Une autre surprise sur Renaissance est son clin d’œil à la culture de la salle de bal queer, qui transparaît dans plusieurs chansons. Ballroom, une culture underground popularisée par les jeunes homosexuels noirs et bruns dans les années 1980, qui est entrée dans le courant dominant dans les années 2010 avec des émissions de télévision comme Pose et Course de dragsters de RuPaul, est un mode d’expression créative et de genre dans lequel les gens se pavanent de manière compétitive, souvent sur les pistes, tout en portant des costumes élaborés et sur un hymne puissant de leur choix. Cela peut sembler un choix étrange pour Beyoncé, qui n’est pas ouvertement queer ou trans, d’incorporer des éléments de salle de bal dans son album. L’artiste a expliqué son inspiration dans un article sur son site Web, remerciant son défunt oncle Jonny, qui était queer et a d’abord initié Beyoncé à de nombreux genres de musique différents. Son message continue de rendre hommage aux nombreuses personnes noires queer dont les innombrables contributions à la musique et à la culture sont souvent restées sans nom : « Merci à tous les pionniers qui sont à l’origine de la culture, à tous les anges déchus dont les contributions sont restées méconnues pendant trop longtemps. . C’est une fête pour vous. Bien que des odes à la salle de bal apparaissent tout au long de l’album, elles sont plus importantes sur “Pure / Honey”, qui utilise un rythme percussif rappelant les talons aiguilles martelant un podium. Un titre joyeux et anthémique, dont les paroles oscillent entre ironique et caricatural : « Pretty gworls to the floor, get your money money cunty hunty », scande l’artiste sur la basse percutante. Dans l’ensemble, les éléments de salle de bal sur Renaissance ressemblent plus à une collaboration qu’à une appropriation, comme en témoignent les collaborateurs du disque, tels que le DJ et producteur transgenre noir Honey Dijon, et l’artiste drag des années 90 Moi Renee. Les crédits de Renaissance revendiquer plus de collaborateurs queer et trans que tout autre album précédent de Beyoncé : l’auteur-compositeur-interprète Syd, par exemple, a coécrit et coproduit le sensuel et incroyablement lisse “Plastic Off The Sofa”. Ces collaborations, qui fonctionnent comme une reconnaissance et un hommage envers les communautés qui ont toujours été à la pointe de l’art et de la culture, soulignent l’engagement de Beyoncé envers l’apprentissage et la croissance artistiques.
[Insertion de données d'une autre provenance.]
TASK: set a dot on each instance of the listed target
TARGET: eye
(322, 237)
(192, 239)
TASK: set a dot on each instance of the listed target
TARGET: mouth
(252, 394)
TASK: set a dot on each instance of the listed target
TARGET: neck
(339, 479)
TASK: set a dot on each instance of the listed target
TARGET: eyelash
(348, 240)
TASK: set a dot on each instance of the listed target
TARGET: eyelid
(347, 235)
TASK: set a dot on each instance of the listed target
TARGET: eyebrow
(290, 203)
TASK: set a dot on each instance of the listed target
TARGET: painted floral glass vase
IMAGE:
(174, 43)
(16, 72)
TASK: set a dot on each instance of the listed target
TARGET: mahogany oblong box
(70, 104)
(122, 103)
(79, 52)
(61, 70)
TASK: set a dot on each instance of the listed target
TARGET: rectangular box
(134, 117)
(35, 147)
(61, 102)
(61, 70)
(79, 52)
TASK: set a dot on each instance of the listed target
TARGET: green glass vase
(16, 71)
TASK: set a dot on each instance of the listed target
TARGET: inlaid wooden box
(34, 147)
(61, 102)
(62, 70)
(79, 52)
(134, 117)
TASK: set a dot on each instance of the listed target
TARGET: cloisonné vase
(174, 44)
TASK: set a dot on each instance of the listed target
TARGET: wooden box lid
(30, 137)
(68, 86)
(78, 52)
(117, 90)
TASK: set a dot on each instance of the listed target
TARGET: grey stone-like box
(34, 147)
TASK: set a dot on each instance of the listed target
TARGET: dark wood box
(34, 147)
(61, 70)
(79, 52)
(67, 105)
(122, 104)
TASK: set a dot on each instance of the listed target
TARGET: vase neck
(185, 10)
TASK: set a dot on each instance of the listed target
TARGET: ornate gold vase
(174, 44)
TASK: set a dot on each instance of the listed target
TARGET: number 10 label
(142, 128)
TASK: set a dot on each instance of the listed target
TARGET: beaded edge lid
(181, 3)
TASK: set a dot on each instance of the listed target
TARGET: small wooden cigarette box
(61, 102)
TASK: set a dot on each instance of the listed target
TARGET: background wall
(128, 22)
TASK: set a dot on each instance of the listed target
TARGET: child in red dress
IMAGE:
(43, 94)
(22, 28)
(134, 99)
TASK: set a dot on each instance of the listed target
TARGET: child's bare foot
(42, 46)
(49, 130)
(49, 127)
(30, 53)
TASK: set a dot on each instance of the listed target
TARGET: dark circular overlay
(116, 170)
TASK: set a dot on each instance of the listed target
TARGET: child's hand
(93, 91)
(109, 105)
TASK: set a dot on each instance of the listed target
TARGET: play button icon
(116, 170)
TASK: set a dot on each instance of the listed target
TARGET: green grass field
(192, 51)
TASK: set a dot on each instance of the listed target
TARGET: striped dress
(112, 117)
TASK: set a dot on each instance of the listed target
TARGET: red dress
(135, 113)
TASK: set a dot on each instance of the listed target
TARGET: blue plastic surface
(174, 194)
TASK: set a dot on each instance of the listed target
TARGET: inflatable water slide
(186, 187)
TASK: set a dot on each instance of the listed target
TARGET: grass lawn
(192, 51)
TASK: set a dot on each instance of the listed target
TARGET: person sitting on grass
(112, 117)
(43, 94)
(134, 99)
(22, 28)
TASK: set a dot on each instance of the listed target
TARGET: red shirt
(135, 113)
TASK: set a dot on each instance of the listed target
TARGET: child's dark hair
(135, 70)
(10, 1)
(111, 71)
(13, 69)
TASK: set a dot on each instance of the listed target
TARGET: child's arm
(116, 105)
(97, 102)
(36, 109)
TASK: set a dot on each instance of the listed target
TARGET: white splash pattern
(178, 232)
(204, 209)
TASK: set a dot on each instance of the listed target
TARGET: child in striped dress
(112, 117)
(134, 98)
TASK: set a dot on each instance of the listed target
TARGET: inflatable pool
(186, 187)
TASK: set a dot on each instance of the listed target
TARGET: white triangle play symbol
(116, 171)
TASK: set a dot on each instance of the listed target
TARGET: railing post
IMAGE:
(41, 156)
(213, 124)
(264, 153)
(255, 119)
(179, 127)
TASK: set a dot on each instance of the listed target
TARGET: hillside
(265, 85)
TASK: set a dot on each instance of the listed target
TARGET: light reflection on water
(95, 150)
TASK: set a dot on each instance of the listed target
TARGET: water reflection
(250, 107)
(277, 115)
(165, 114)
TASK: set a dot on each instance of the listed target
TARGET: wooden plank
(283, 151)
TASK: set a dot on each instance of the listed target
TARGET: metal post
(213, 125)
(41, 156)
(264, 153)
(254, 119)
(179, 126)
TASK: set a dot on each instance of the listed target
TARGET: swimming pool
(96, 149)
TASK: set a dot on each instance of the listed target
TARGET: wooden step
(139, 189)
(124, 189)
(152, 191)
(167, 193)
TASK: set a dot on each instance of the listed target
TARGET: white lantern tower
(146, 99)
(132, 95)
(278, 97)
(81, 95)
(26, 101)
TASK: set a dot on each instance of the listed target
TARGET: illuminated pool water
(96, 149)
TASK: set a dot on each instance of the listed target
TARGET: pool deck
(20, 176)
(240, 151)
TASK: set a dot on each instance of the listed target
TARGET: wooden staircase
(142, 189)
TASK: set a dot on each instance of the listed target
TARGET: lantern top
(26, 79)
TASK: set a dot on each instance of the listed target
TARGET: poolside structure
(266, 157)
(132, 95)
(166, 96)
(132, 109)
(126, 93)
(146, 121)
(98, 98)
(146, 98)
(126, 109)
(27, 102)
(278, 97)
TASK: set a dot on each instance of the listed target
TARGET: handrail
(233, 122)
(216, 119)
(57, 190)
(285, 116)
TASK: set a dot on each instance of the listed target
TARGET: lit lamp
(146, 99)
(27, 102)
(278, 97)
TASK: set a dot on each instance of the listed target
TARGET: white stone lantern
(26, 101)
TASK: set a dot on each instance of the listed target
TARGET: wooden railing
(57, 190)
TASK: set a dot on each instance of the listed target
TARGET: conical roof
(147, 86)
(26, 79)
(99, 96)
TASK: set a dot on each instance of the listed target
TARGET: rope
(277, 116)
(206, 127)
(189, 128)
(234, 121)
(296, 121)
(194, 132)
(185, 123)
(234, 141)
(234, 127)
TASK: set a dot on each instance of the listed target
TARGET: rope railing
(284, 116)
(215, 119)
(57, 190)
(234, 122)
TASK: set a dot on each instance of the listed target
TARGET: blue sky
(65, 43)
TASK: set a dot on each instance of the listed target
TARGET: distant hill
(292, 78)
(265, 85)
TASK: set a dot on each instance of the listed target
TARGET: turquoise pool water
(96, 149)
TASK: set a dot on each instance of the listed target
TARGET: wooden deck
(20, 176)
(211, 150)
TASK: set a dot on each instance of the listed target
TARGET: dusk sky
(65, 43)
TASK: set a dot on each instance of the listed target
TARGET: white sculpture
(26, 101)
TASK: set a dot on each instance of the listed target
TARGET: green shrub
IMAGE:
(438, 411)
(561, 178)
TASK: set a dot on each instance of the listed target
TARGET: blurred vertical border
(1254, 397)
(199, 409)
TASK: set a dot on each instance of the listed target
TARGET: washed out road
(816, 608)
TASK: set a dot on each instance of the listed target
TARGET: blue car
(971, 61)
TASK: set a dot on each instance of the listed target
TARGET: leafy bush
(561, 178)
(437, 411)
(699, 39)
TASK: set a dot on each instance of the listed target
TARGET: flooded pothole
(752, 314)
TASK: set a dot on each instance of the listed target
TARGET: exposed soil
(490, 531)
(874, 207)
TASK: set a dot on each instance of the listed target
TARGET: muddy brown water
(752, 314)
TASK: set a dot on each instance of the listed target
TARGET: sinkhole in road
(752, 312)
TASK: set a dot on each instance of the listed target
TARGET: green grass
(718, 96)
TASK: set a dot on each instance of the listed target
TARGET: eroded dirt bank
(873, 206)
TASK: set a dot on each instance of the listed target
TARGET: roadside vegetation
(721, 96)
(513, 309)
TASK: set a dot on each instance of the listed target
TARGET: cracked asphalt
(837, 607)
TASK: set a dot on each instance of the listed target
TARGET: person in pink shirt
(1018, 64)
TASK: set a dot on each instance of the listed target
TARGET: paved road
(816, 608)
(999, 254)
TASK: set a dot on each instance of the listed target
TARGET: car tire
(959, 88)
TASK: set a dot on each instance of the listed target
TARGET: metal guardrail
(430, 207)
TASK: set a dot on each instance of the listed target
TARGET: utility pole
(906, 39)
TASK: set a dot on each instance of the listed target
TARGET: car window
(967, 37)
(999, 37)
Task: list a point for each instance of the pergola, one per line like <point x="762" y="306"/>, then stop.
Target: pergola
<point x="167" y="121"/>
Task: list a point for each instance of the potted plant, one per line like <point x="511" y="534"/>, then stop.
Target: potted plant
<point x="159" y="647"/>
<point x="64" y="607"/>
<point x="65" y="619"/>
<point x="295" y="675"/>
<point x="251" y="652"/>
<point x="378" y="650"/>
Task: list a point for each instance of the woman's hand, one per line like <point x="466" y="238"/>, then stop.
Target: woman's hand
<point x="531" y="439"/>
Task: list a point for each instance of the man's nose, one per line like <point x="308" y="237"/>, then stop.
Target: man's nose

L’amour de Beyoncé pour la musique et ses auditeurs brille de mille feux Renaissance-que l’artiste ait sorti un album tout en élevant une famille et en dirigeant une entreprise distincte pendant une pandémie en dit long sur son engagement envers son art. Dans un sens, l’album fonctionne non seulement comme une opportunité d’apprentissage pour l’artiste mais aussi pour le consommateur, qui peut très bien être initié à un nouveau genre ou à un artiste dès sa première écoute. C’est peut-être la plus grande leçon que Beyoncé nous ait donnée : peu importe à quel point nos étoiles brillent déjà, nous avons toujours en nous la capacité de continuer à apprendre et à expérimenter, à renaître.

Mary Retta écrit sur la politique et la culture. Son travail se trouve dans New York magazine, La nation, Viceet d’autres points de vente.